Cant I write a query something like

vSrcData2= vSrcData.withColumn(x+"_prev",F.lag(vSrcData.x).over(vWindow1))for x in vIssueCols

and generate the columns with the loop statement. Some blog has suggested to add a udf and call that, But instead using udf I will use above executing string method.


Solution

  • You can build your query using reduce.
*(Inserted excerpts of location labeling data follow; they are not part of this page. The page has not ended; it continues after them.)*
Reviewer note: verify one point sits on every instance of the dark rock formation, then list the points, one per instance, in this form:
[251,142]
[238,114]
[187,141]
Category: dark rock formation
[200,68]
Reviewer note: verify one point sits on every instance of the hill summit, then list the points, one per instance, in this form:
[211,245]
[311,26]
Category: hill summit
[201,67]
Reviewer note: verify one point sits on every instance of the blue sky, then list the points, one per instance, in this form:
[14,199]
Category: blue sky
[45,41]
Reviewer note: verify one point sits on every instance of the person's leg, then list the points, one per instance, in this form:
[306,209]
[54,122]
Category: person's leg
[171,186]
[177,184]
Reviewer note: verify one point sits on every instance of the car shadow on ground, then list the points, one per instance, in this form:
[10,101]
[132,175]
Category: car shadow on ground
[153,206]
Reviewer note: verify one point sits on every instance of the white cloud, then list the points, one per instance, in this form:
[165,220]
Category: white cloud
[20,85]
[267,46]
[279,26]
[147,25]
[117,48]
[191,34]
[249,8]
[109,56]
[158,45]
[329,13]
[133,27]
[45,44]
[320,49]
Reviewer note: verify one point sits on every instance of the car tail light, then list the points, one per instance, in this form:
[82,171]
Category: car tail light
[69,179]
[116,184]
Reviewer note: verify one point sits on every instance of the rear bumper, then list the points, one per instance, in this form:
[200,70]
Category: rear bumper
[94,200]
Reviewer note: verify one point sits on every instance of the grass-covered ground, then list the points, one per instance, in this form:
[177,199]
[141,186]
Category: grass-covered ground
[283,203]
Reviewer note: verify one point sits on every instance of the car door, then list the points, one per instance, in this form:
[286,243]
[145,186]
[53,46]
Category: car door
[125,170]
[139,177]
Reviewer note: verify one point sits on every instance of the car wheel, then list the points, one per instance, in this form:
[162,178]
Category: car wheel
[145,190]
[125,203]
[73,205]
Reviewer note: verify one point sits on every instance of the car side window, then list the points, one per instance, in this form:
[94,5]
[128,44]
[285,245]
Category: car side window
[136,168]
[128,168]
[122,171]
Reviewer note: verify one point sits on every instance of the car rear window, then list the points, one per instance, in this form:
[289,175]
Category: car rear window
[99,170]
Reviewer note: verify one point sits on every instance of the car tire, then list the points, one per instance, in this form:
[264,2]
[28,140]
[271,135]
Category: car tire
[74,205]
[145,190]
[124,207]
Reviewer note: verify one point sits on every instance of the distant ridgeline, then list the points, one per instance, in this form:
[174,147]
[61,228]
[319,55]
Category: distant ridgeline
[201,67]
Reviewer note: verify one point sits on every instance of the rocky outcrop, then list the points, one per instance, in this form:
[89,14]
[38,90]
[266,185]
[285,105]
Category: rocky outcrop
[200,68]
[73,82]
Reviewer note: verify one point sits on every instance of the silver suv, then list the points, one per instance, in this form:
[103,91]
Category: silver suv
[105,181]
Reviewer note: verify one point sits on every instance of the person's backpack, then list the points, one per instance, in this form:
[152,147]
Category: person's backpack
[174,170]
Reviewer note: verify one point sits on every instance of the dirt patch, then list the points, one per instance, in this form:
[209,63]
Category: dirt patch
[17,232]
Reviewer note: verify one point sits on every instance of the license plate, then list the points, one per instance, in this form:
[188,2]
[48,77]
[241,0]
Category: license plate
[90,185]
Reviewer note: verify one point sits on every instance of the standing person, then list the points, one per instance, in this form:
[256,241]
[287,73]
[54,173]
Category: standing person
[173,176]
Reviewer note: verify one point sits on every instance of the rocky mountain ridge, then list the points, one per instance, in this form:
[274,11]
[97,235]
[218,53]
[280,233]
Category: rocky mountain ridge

    from pyspark.sql.functions import lag
    from pyspark.sql.window import Window
    from functools import reduce
    
    #sample data
    df = sc.parallelize([[1, 200, '1234', 'asdf'],
                         [1, 50, '2345', 'qwerty'],
                         [1, 100, '4567', 'xyz'],
                         [2, 300, '123', 'prem'],
                         [2, 10, '000', 'ankur']]).\
        toDF(["vKey","vOrderBy","jobid","locid"])
    df.show()
    
    vWindow1 = Window.partitionBy("vKey").orderBy("vOrderBy")
    
    #your existing processing
    df1= df.\
        withColumn("jobid_prev",lag(df.jobid).over(vWindow1)).\
        withColumn("locid_prev",lag(df.locid).over(vWindow1))
    df1.show()
    
    #to-be processing
    vIssueCols=['jobid','locid']
    df2 = (reduce(
        lambda r_df, col_name: r_df.withColumn(col_name+"_prev", lag(r_df[col_name]).over(vWindow1)),
        vIssueCols,
        df
    ))
    df2.show()
    

    Sample data:

    +----+--------+-----+------+
    |vKey|vOrderBy|jobid| locid|
    +----+--------+-----+------+
    |   1|     200| 1234|  asdf|
    |   1|      50| 2345|qwerty|
    |   1|     100| 4567|   xyz|
    |   2|     300|  123|  prem|
    |   2|      10|  000| ankur|
    +----+--------+-----+------+
    

    Output:

    +----+--------+-----+------+----------+----------+
    |vKey|vOrderBy|jobid| locid|jobid_prev|locid_prev|
    +----+--------+-----+------+----------+----------+
    |   1|      50| 2345|qwerty|      null|      null|
    |   1|     100| 4567|   xyz|      2345|    qwerty|
    |   1|     200| 1234|  asdf|      4567|       xyz|
    |   2|      10|  000| ankur|      null|      null|
    |   2|     300|  123|  prem|       000|     ankur|
    +----+--------+-----+------+----------+----------+
    

    Hope this helps!